Silveri studied first in Capestrano (L'Aquila) then in Milano with Perugini, and later in Rome with Riccardo Stracciari and the bass Giulio Cirino (father of Silveri's wife Delia), making his debut there as Hans Schwartz, a bass role, in Die Meistersinger von Nürnberg in 1939.

After further studies, he made new debut as a baritone in 1944, as Germont in Rome.

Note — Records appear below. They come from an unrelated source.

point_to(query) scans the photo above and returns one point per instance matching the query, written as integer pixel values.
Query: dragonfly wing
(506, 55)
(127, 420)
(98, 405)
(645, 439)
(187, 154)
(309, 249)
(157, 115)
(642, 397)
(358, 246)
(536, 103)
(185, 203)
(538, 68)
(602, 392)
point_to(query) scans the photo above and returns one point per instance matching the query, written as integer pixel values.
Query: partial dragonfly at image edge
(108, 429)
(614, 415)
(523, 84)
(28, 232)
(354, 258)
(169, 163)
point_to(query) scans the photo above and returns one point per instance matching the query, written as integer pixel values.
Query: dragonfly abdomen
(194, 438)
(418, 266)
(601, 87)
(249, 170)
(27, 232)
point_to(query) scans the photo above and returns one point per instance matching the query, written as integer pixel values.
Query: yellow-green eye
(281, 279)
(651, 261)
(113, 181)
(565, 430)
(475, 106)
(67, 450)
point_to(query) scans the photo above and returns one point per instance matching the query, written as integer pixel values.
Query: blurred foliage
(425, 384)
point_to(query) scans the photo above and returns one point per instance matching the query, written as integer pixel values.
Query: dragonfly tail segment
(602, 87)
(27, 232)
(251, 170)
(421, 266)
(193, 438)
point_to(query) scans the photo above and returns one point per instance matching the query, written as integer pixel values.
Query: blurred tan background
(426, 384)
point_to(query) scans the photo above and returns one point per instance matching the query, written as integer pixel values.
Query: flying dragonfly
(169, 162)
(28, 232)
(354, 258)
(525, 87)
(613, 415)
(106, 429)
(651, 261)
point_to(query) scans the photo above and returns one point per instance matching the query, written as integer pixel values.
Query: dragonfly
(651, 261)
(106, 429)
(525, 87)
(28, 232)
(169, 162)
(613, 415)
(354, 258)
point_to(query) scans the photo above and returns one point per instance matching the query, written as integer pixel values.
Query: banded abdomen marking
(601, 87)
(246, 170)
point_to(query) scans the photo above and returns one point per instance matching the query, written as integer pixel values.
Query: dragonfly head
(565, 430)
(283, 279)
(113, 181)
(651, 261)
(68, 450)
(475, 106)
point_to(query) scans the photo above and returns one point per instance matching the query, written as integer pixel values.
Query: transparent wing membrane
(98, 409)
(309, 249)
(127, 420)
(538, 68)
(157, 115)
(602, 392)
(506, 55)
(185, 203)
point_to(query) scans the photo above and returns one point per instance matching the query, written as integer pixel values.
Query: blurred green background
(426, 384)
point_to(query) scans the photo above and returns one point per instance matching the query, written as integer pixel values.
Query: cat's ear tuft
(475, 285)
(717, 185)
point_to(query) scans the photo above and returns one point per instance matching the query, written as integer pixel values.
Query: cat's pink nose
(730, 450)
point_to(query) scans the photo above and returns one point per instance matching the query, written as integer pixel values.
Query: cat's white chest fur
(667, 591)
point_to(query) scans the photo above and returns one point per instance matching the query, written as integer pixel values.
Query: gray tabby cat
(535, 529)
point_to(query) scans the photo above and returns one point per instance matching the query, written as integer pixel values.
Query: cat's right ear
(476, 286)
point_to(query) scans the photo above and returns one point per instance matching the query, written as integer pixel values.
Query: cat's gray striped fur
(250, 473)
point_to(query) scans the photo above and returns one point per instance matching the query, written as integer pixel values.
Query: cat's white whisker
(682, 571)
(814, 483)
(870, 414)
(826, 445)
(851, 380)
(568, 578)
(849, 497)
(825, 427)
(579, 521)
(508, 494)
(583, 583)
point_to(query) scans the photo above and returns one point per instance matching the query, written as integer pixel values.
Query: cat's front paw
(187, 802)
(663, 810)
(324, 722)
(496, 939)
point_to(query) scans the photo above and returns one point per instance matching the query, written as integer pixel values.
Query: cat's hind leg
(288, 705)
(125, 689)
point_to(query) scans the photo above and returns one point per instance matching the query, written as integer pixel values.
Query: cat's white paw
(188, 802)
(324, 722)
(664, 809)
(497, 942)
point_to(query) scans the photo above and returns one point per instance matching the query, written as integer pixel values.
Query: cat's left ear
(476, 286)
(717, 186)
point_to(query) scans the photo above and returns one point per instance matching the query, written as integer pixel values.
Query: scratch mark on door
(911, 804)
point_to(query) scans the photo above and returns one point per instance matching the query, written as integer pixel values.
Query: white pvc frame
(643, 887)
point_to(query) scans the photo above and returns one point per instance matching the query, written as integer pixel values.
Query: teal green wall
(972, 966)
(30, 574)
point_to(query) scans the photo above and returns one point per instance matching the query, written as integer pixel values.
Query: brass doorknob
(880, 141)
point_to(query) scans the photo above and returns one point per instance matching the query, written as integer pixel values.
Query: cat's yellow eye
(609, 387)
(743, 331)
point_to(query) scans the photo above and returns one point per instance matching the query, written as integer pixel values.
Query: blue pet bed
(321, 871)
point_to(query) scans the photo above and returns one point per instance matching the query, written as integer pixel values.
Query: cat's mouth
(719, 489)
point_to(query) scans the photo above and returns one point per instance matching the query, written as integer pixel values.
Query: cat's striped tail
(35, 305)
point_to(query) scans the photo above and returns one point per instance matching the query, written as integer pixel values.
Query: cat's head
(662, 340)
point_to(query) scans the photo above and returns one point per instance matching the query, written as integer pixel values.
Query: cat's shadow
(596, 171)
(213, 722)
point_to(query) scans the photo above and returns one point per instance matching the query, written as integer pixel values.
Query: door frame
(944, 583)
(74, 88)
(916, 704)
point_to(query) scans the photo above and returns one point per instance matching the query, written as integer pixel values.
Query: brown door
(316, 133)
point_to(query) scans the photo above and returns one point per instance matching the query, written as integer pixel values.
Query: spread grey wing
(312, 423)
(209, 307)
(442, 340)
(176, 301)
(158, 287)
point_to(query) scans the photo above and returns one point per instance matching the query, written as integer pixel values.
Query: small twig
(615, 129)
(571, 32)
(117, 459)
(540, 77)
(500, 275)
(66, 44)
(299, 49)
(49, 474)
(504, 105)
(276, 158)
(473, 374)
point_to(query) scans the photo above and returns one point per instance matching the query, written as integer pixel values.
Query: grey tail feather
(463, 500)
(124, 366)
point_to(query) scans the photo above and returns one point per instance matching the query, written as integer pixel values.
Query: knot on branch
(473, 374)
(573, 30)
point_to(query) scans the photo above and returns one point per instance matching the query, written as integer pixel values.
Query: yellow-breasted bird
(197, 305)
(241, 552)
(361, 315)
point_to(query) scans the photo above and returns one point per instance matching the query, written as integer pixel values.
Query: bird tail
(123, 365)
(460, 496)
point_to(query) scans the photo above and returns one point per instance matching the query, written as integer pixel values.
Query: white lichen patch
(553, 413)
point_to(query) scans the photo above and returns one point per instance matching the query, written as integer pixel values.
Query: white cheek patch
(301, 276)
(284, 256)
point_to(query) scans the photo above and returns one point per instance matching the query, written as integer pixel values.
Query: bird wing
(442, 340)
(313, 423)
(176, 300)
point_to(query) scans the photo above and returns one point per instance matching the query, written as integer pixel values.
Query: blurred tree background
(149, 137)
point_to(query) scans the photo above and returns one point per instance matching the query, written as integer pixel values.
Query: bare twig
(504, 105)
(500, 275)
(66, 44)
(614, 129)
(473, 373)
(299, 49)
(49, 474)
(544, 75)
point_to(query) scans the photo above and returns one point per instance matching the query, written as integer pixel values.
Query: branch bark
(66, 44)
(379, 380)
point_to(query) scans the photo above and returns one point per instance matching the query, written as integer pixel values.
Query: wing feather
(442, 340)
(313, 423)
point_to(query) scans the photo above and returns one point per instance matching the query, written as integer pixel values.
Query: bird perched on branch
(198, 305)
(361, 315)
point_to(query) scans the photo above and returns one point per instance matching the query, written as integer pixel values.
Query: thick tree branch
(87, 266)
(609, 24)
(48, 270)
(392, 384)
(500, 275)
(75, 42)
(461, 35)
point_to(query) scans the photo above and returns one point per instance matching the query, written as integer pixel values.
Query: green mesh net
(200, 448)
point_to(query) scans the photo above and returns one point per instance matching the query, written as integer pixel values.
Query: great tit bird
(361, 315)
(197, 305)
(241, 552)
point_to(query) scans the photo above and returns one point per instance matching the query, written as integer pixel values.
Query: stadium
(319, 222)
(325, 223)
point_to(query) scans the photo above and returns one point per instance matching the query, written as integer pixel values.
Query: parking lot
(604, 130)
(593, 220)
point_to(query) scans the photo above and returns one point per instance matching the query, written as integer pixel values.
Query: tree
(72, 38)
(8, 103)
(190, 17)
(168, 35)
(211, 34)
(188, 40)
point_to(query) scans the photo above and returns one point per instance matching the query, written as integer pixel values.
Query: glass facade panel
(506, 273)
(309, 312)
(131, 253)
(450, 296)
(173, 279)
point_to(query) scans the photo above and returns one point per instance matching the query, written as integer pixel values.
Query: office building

Thereafter, he rapidly sang throughout Italy, notably at the San Carlo in Naples, and La Scala in Milan, debut as de Luna in 1949. Also appeared at the Royal Opera House in London, in 1946, and at the Paris Opéra, debut in 1951, as Renato.

Silveri made his debut in the USA at the Metropolitan Opera in 1950, as Don Giovanni with Fritz Reiner conducting. There he also sang Rigoletto and Posa.

He attempted the role of Otello in Dublin in 1959, thus being one of a few singers to professionally perform both as a bass, baritone and tenor, but quickly reverted to baritone roles. He was especially noted for his interpretations of Verdi operas and some other roles like Scarpia (Tosca), Figaro (Il Barbiere di Siviglia), Guglielmo Tell and Don Giovanni.

He can be heard on complete recordings of Nabucco, La traviata, Il trovatore, Simon Boccanegra, Don Carlo, La Gioconda, and Tosca.

Silveri retired from the stage in 1968 after a last performance of Rigoletto in Budapest with his daughter Silvia in the role of Gilda, and taught in Rome, where he died at age 87 in the summer of 2001.